Finally, in the strong non-Markovian regime displayed in Fig. 3, we can observe a perfect agreement among all the three approaches in the short-time behavior, but the TCL approach is improper in the description of the quantum discord dynamics for the long-time behavior. It is not able to describe the behavior of Rabi oscillation. For the NZ solution, it also presents the behavior of oscillations and the behavior of quantum discord reaches zero in certain regime. Thus, in this case, both perturbative approaches are not suitable to describe the quantum discord dynamics of the system for long time.

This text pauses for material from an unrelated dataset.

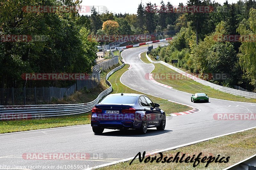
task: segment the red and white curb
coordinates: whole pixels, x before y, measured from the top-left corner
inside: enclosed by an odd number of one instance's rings
[[[151,81],[152,82],[153,82],[154,83],[156,84],[157,85],[161,85],[161,86],[163,86],[164,87],[166,87],[166,88],[169,88],[169,89],[172,89],[172,87],[171,86],[169,86],[168,85],[164,85],[164,84],[163,84],[162,83],[159,83],[159,82],[157,82],[157,81],[156,81],[156,80],[155,80],[155,79],[153,78],[153,76],[152,76],[153,75],[153,74],[152,74],[152,73],[150,73],[149,74],[149,79],[150,80],[151,80]]]
[[[198,112],[200,111],[200,110],[196,108],[194,108],[192,110],[186,111],[186,112],[182,112],[175,113],[171,114],[171,115],[172,116],[180,116],[181,115],[188,115],[189,114],[192,114],[196,112]]]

How to descript properly of open quantum systems is still far from having a complete and general solution. On one hand, the TCL approach provides a generalized master equation which is local in time. On the other hand, the NZ solution provides a generalized master equation in which the time derivative of the density operator is connected to the past history of the state. Intuition tells us that NZ method provides better description of the memory effect than the TCL method, because it explicitly considers the past history of the open system. However, this is not the case. From the above analysis, we can know that it is difficult to establish whether one method is better than the other one. In fact, the performance of quantum discord dynamics of the system strongly depends on the details of the system, such as initial state, spectral density expressions, spectral width and so on.

In this paper we have presented a systematic comparison of different non-Markovian approaches to the dynamics of quantum discord for two non-coupled qubits interacting with independent reservoir. In particular, we further testify the range of validity of the NZ and the TCL master equation by exploiting this model, which can be applied to different coupling regime. Generally speaking, the TCL approach seems to be preferred to the NZ method when we study the quantum discord dynamics. The dynamics of quantum discord is better than the one that the entanglement gives in describing the quantum correlation.^{[8, 18]} Therefore, the comparison of the above mentioned may be better than the comparison of entanglement dynamics.^[30–31] We finally note that our model contains two non-coupled qubits and is universal in the fields of quantum communication. If the reservoirs are in the case of finite temperature or the thermal nonequilibrium, more proper approximation is demanded and the two dynamics methods need to be developed. These points will be the subject of our future research.